Heating with 1 K · min " ¹ to 92O ⁰ C

Hold at 920 ⁰ C for 24h

Cool in the oven to room temperature.

The measurement of the crack growth curve for the determination of K | _C value takes place on the aforementioned plates. For exact sizing, they are reground on a wet grinding wheel, last with the SiC grain size F28 (20-28μ, ίτι, TGL 29-804). The results obtained on these samples are shown in Table 2. They indicate that

- that biocompatibility is consistently excellent,

- the bioactivity is good to very good,

- the hydrolytic resistance is in classes 2 to 3 and

- the fracture mechanical properties are between 1.6 and 2.59MPa · m ¹ ' ² .

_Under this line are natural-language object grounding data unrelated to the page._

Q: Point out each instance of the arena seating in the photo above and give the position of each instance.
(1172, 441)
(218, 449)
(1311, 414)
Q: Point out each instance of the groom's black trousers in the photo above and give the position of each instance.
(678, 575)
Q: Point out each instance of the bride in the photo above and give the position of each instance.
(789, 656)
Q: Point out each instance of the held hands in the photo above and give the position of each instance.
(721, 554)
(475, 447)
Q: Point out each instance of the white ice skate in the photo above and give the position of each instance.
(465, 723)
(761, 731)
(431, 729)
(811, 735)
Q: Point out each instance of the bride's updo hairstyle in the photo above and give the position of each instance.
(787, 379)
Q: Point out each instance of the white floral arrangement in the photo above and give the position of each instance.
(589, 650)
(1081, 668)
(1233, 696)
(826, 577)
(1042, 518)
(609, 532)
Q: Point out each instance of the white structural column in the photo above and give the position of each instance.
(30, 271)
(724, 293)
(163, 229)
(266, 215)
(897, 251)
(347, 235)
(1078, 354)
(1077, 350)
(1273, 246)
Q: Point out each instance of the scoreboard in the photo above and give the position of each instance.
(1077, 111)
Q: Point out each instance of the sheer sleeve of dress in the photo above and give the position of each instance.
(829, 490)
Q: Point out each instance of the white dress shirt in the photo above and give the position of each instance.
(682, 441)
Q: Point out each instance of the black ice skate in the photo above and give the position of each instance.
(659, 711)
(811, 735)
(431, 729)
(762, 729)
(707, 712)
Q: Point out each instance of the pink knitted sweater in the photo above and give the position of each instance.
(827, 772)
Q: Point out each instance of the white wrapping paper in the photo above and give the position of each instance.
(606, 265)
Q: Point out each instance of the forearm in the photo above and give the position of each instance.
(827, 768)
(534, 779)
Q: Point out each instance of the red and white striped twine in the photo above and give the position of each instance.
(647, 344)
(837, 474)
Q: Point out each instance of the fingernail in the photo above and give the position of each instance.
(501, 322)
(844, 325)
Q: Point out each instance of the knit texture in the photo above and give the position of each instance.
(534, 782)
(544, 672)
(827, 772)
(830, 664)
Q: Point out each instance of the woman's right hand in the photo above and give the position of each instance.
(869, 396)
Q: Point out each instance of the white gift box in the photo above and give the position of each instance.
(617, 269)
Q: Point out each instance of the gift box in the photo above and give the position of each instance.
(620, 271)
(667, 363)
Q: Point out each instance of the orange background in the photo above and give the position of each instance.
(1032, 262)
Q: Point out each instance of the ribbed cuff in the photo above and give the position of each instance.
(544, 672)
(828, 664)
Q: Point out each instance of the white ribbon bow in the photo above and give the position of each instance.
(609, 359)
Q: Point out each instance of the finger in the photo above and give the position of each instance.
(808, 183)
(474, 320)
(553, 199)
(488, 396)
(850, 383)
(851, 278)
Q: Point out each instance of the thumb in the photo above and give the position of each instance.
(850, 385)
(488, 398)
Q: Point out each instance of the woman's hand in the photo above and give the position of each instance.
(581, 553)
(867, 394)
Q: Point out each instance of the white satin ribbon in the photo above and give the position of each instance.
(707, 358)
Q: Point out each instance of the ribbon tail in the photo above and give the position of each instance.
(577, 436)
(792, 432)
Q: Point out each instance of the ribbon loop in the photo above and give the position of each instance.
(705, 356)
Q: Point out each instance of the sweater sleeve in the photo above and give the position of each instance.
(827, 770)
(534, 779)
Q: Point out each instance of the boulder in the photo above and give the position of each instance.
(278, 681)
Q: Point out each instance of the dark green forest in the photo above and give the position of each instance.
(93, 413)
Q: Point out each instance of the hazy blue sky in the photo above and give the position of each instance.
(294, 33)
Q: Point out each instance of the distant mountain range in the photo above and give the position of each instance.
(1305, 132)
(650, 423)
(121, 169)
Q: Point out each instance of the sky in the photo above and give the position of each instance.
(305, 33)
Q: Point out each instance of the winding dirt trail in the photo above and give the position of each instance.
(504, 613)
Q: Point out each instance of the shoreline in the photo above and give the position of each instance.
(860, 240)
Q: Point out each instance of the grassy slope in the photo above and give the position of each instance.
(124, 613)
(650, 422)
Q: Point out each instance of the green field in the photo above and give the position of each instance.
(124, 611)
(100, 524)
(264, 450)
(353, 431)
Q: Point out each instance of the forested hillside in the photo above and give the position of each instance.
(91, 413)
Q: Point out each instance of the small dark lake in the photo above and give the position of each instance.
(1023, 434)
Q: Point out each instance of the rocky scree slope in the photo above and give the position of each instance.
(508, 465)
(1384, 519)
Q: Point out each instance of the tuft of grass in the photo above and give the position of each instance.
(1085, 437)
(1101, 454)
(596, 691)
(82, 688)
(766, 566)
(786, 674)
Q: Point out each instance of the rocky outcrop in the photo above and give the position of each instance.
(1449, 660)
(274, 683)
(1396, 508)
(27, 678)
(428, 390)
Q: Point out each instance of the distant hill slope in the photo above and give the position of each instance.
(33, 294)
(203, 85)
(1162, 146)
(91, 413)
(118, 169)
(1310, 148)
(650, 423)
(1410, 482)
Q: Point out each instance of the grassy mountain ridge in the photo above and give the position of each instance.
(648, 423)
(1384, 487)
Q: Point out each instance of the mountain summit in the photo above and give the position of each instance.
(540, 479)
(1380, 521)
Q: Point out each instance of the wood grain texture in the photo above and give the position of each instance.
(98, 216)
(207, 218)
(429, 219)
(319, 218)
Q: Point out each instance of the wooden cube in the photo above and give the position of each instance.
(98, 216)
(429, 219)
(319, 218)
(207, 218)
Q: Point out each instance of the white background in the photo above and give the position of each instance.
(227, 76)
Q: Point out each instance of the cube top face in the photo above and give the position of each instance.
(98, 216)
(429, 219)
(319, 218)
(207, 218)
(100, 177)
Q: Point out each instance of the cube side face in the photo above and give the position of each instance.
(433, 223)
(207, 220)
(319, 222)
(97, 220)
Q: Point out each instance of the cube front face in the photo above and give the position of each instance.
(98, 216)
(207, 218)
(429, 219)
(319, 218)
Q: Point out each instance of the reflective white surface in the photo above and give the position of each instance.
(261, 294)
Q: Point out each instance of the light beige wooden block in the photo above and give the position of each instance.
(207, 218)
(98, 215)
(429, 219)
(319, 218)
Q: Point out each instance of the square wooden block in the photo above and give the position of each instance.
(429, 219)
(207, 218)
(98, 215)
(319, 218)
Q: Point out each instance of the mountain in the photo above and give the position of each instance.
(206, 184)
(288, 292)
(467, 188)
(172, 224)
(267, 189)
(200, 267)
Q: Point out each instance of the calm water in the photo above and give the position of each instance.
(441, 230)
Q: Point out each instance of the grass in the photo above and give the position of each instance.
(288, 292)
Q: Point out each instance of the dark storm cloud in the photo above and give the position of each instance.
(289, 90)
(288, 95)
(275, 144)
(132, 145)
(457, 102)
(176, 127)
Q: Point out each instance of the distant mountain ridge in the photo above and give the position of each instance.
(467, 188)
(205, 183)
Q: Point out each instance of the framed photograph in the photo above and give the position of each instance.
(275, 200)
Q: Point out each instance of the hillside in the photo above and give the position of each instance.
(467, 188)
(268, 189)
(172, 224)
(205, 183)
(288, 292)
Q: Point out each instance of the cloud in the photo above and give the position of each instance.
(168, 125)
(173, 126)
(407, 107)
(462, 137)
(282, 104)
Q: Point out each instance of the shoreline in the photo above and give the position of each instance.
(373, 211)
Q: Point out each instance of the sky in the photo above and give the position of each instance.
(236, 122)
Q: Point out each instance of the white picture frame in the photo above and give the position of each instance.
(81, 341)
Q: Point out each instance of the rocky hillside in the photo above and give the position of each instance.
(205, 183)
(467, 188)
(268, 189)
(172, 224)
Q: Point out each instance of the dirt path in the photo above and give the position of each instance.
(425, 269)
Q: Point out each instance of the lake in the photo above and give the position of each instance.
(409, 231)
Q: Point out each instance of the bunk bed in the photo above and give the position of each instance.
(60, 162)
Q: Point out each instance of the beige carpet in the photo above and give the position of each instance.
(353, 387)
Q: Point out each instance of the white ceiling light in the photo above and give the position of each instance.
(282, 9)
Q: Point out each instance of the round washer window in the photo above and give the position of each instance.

Table 1: Compositions of samples of the embodiments

Execution example

CaO

P ₂ O ₅

SiO ₂

Na ₂ O

K ₂ O MgO

Al ₂ O ₃

CaF ₂

ZrO ₂

31.0

32.5

33.0

31.0

33.55

30.0

31.58

30.98

30.38

10.8

11.4

11.0

11.0

11,45

12.0

11.09

10.87

10.67

43.85

44,95

42.55

45.45

42.4

46.45

44,03

43.78

42,98

3.5 3.5 3.5 1.5 2.5 0.1 4.3 3.5 3.2

0.15

0.15

0.15

0.15

0.1

0.15.

0.15

0.1

0.12

0.1 0.1 2.0 5.0 1.0 0.5 1.0 3.0 5.1

4.9 4.9 1.5 5.1 5.0 2.0 5.0 0.1 3.5 5.0 6.0 1.0 4.95 0.1 4.85 0.2 4.8 0.15

Table 2: Properties of samples of the embodiments

Out Bioeigenschaften Bioakti Hydrolyt. Duration. ¹ ' Vitrokeram Bruchmechan. own managerial biocom- ³¹ WBK (ml0,01nHCI) 3 (0.4) Community mark value example patibil. ²¹ + + Glass 3 (0.5) K, _c MPa -m ^1/2 1 + + + + + 3 (0.85) 3 (0.4) n.d. 2 + + + + + + 3 (0.85) 3 (0.38) n.d. 3 + + + + + 3 (0.33) 2 (0.15) 2.40 4 + + + + + 3 (0.27) 3 (0.22) 2.59 5 + + + + + + , 3 (0.30) 3 (0.51) 1.60 6 + + + + + + 3 (0.28) 3 (0.40) 2.42 7 + + + + + + 3 (0.65) 3 (0.49) 2.55 8th +++ + + 3 (0.60) n.d. 9 + + + 3 (0.52) n.d.

1 according to TGL 14809

2 Cell-toxicological tests and in vitro testing

3> 50 to 70% (+ +) and 70% (+ ++) after 20 weeks of laytime; n.d. - not determined

Claims (6)

Invention claim: 1. Glass-ceramic bioactive material of CaO-P ₂ O ₅ -SiO ₂ -Typ with apatite and wollastonite crystal phase for the alloplastic bone substitute, characterized in that it consists of (calculated on an oxide basis) wherein the sum of CaF ₂ and ZrO _{2 is} 1 to 10% by mass and the sum of Al ₂ O ₃ and ZrO _{2 is} 1 to 8% by mass, having a cristobalite crystal phase as a crystalline minor constituent, and having the following property parameters: Fracture Mechanical Properties: Critical Stress Intensity Factor (K | _C ) between 1.6 and 2.6MPa · m ^1/2 Hydrolytic Resistance (according to standard TGL 14809): 0.15 to 0.85 ml 0.01 η HCl Bioactivity (expressed in terms of the size of the contact area between bone and implant after one year's laytime in%): up to 80% biocompatibility: - no cytotoxic reactions in different cell cultures - Detectable inflammation-free ingrowth in the hard tissue. 2. Glass-ceramic bioactive material according to claim 1, characterized in that it contains 31.58% CaO, 11.09% P ₂ O ₅ , 44.03% SiO ₂ , 4.3% Na ₂ O, 0.15% K ₂ O, 2.8% MgO, 1.0% Al ₂ O ₃ , 4.95% CaF ₂ and 0.1% ZrO ₂ (data in% by mass). 3. A process for the preparation of a glass-ceramic bioactive material of CaO-P ₂ O ₅ -SiO ₂ -TyP with apatite and wollastonite crystal phase for the alloplastic bone substitute, characterized in that a mixture according to the composition (on oxide basis and in Ma. % calculated) according to claim 1 into a glass, - the molten glass deforms or frit and the molded or fritted glass - a temperature-time program Heating with a lying between 0.1 and 1OK · min "" ¹ speed to between 85O ⁰ C and 1 050 ⁰ C lying temperature and maintaining this temperature between 10 minutes and 48 hours and Cool down to room temperature with a rate of between 1 and 2OK · min ^-1 . 4. Use of the glass-ceramic bioactive material according to claim 1, characterized in that it is used for alloplastic bone replacement. 5. Use according to claim 4, characterized in that the glass-ceramic bioactive material as a coating material for implant materials made of metal, preferably titanium, tantalum and / or ceramic, preferably as Al ₂ O ₃ ceramic, is used. 6. Use according to claim 4, characterized in that the glass-ceramic bioactive material is used as a composite material with bioactive polymer.